Queering Viola’s cross-dressing

Queer theory proposes that gender roles do not have an essential nature that precedes social discourse. When we are born , we virtually know nothing of gender . It is only in the process of being introduced to language that we are taught that we belong to the category ‘male’ or ‘female’. Beyond the socio-linguistic construction gender roles have no inherent reality. Judith Butler in Gender Trouble argues that ” gender reality is created through sustained social performances” (279). She further argues that the categories of sex and gender are established through a process which she calls “performativity”, the means by which the norms of sex and gender are naturalized and substantiated simply by their continual pronunciation as foundational and ideal – by the sheer weight of their repetition. Thus Queer theory basically argues that gender is nothing but an essentialist construct and it is never permanent or natural.

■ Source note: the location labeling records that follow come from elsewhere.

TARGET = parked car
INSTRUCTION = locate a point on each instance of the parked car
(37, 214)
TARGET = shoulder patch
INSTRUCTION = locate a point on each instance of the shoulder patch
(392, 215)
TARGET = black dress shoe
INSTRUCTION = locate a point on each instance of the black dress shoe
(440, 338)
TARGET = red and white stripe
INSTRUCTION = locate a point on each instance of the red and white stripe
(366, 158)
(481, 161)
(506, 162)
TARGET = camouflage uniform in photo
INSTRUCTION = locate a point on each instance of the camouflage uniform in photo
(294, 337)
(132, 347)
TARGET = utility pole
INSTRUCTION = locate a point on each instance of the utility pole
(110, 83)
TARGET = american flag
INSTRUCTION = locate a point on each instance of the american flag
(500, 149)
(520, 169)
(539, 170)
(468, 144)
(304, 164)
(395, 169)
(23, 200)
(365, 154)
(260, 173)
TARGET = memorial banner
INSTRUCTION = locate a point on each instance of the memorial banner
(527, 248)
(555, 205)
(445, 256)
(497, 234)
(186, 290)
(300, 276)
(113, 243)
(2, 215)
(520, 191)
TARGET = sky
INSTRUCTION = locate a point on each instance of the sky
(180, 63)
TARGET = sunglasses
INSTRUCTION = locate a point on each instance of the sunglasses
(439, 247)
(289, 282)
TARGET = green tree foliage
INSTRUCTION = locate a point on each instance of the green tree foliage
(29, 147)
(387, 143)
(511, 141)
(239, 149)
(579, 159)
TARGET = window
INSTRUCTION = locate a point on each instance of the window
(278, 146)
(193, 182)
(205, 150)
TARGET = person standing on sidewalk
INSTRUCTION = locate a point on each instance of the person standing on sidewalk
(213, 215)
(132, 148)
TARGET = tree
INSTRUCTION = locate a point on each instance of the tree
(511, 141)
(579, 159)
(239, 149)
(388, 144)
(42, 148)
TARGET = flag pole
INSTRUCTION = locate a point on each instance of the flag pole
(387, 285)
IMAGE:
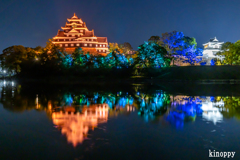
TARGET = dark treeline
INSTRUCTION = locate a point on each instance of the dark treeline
(151, 57)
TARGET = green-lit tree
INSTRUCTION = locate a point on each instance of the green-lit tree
(151, 55)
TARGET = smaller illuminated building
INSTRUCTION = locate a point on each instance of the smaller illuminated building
(210, 50)
(76, 34)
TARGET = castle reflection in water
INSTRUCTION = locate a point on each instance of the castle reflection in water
(76, 126)
(76, 114)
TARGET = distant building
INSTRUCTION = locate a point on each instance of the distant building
(76, 34)
(210, 50)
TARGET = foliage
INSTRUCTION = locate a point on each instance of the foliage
(179, 46)
(151, 55)
(126, 47)
(231, 53)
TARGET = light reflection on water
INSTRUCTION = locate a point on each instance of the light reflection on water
(75, 114)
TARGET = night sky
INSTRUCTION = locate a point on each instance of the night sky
(32, 22)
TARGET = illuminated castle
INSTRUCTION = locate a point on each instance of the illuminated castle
(76, 34)
(210, 50)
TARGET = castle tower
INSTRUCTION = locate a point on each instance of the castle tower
(76, 34)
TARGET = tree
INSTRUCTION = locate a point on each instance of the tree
(151, 55)
(116, 60)
(155, 39)
(230, 52)
(189, 51)
(113, 47)
(180, 47)
(126, 47)
(12, 57)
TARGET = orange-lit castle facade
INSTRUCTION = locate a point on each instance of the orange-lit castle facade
(76, 34)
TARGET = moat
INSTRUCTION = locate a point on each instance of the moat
(118, 121)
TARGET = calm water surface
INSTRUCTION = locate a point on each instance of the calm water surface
(114, 122)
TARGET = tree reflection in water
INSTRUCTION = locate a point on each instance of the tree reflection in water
(78, 111)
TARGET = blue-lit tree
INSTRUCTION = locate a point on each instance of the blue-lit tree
(181, 47)
(151, 55)
(115, 59)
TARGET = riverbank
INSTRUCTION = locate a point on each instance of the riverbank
(188, 74)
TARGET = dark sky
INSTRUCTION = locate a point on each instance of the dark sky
(32, 22)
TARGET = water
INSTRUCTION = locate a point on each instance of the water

Twelfth Night in some ways points to the notion of gender as an essentialist rather than a natural construct. Viola’s disguise as a man indirectly parodies the essentialist construction of gender. Butler acknowledges that cross dressing is a performative practice in which the “sign”of gender is parodically reiterated in a potentially subversive way. Cross-dressing “reflects the mundane impersonations by which heterosexually ideal genders are performed” (231). Viola’s successful role playing as a page boy thus points to the constructedness and performative character of gender as held by Judith Butler and other Queer theorists. It proves Butler’s claim that a subject can choose a gendered identity, that the self can “be a woman” or a man (21). Viola brilliantly enacts the role of Cesario and thus demonstrates that gender is never a natural construct but is a conscious and a superficial one.Thus Viola’s performative role playing as Cesario demonstrates the fluid , uncategorical temper of gender which Queer theorists like Judith Butler stress on and also disrupts the heterosexual norms of ideal gender and sexuality.